In fact, the presence of non-resident investors is felt only on the market for the sale of our domestic government bonds, earning on exchange rate differences, investors substantially support the state budget of Ukraine. Interest in domestic government securities is noticeable among individuals, and it is not surprising, since, with a valid discount rate, their yield is extremely attractive. Despite the obvious speculativeness of these investments, the state budget will only benefit from this, because it receives additional funding. If the demand for domestic bonds will grow at the same pace, then in the next, the Ministry of Finance will be able to raise quite substantial amounts to the budget through domestic government bonds.

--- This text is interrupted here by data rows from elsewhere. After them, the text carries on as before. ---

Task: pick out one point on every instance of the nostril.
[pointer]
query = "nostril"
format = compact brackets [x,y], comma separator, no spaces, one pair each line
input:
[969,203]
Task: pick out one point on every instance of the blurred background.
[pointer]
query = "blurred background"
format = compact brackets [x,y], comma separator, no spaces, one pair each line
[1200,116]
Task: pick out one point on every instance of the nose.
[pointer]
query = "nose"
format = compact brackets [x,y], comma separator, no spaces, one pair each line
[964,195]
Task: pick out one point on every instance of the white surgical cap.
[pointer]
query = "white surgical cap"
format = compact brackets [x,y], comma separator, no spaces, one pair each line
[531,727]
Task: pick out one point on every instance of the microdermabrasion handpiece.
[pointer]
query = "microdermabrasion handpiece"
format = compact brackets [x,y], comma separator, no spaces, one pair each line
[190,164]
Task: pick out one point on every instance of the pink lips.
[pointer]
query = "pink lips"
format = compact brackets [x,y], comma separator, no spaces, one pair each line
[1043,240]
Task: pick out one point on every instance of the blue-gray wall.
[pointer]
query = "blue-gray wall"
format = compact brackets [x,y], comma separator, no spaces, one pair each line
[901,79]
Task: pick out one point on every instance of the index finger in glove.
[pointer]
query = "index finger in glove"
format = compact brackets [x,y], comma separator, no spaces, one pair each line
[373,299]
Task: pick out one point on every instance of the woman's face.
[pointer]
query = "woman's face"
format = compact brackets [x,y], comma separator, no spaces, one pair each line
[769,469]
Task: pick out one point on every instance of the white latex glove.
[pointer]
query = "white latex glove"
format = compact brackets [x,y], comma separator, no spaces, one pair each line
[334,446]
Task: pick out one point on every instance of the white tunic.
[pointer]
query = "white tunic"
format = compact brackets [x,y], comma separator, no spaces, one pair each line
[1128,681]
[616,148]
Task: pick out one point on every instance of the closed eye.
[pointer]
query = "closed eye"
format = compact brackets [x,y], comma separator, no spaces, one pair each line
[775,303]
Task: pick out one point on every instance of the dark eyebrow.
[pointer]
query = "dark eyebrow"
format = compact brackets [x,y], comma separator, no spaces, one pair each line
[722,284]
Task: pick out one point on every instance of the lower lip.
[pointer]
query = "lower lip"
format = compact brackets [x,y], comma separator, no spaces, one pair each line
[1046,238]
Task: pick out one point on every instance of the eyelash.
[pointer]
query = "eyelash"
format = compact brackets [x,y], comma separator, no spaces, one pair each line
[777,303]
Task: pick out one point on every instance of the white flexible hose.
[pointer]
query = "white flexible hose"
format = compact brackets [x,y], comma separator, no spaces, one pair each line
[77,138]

However, this only partially compensates for the burden on the next year’s state budget. Provided that the privatization plans fail once again, the amounts required for the payment of subsidies are still very conditional, and the Pension Fund may once again face the problem of paying pensions, it will be extremely difficult for the Government to execute the budget. And the Parliament is likely to add work to it, making informed decisions on the eve of the elections, which require additional funding. But, probably, the main task for the Government and the NBU will be to maintain demand, which now guarantees Ukraine, albeit a slow, but predictable economic growth. From a shaky balance between population incomes and inflation, it will depend on whether the real sector will work, whether taxes will be paid on time, and ultimately whether Ukraine will leave 2019 without significant disadvantages.